A few years ago, I had to get to a medical appointment off island.  I made arrangements for a cab to meet me when I got off the boat.  It never appeared.  I have never carried a cell phone (and still don’t) and I was a bit flummoxed about how to get to my appointment.  Another cab pulled up.  I explained my dilemma to the driver. He said he wasn’t meeting anyone in particular and would be glad for the fare and would get me to my appointment on time.  My heart sang with relief at his understanding and availability and his kindness.
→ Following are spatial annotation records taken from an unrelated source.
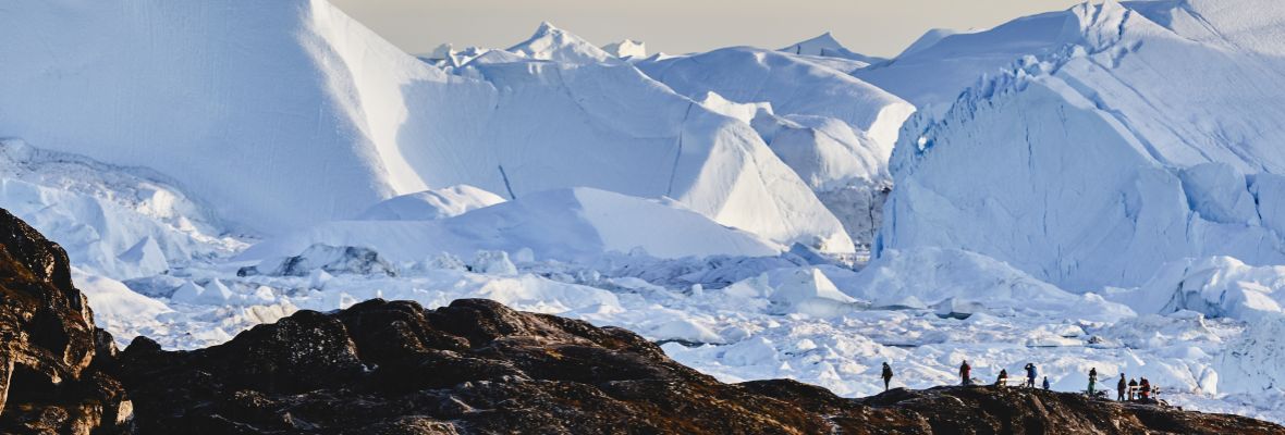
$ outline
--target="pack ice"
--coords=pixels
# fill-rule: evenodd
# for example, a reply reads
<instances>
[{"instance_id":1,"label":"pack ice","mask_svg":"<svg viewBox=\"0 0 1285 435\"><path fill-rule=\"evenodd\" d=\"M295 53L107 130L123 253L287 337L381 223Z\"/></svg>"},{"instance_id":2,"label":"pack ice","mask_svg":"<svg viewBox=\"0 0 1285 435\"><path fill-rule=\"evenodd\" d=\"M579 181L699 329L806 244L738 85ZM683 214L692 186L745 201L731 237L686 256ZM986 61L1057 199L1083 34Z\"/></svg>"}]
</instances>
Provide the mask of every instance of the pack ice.
<instances>
[{"instance_id":1,"label":"pack ice","mask_svg":"<svg viewBox=\"0 0 1285 435\"><path fill-rule=\"evenodd\" d=\"M1037 362L1285 421L1270 1L1086 4L893 59L549 23L415 58L321 0L0 9L0 207L122 345L490 298L723 381Z\"/></svg>"},{"instance_id":2,"label":"pack ice","mask_svg":"<svg viewBox=\"0 0 1285 435\"><path fill-rule=\"evenodd\" d=\"M155 169L260 234L429 187L590 186L853 250L753 128L553 26L451 74L320 0L22 1L0 24L0 131Z\"/></svg>"}]
</instances>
He created an angel of love and kindness.

Last week I was unloading the groceries from the back of our Element.  I left the hatch open while I carried the bags inside the house.  Within moments, a neighbor, walking his dog, knocked on the door to let me know I had left the hatch open and did I want it closed?   He, too, created an angel of love and kindness.

A dear friend is in the final weeks of her life here.  She shared a written statement about her experience of approaching death with her church community at the end of a Zoom worship service.  The entire congregation spent the “coffee hour” following worship responding to her with expressions of love and gratitude for her life among them.  Together, they hatched a multitude of angels of love and kindness, of compassion and oneness in the face of so much impending loss and grief.

So I am learning that not all angels are dramatic, visionary experiences.  I am learning that angels come in all shapes and sizes.  Sometimes they manifest in social and political  action when a large community of homeless human beings are finally housed and attended to.  They manifest when a community takes seriously the need to address food insecurity and develops systems to see that all are adequately fed.  They manifest in the patient computer tech support  person who may live on the other side of the world.

In our highly dysfunctional political system, in our racial blindness and strife, in our seeming need to bring out the weapons as the solution to aggression, we see the manifestation of the angels of hatred and discord and there are many.   But they pale in number compared with unnumbered angels of love and kindness that come into being at every moment if we are open to seeing them.   So, the old ABBA refrain keeps filtering through my consciousness: I believe in angels, something good in everything I see. I need to be able to speak freely about angels.  They are everywhere.  It seems as though, when,  with the Shabbat melody, we recognize and welcome them, they multiply exponentially.  I believe in angels.

Vicky Hanjian  

*Translated from the Hebrew by Burt Jacobson in Kol Haneshamah:Shabbat Vehagim, Reconstructionist Press.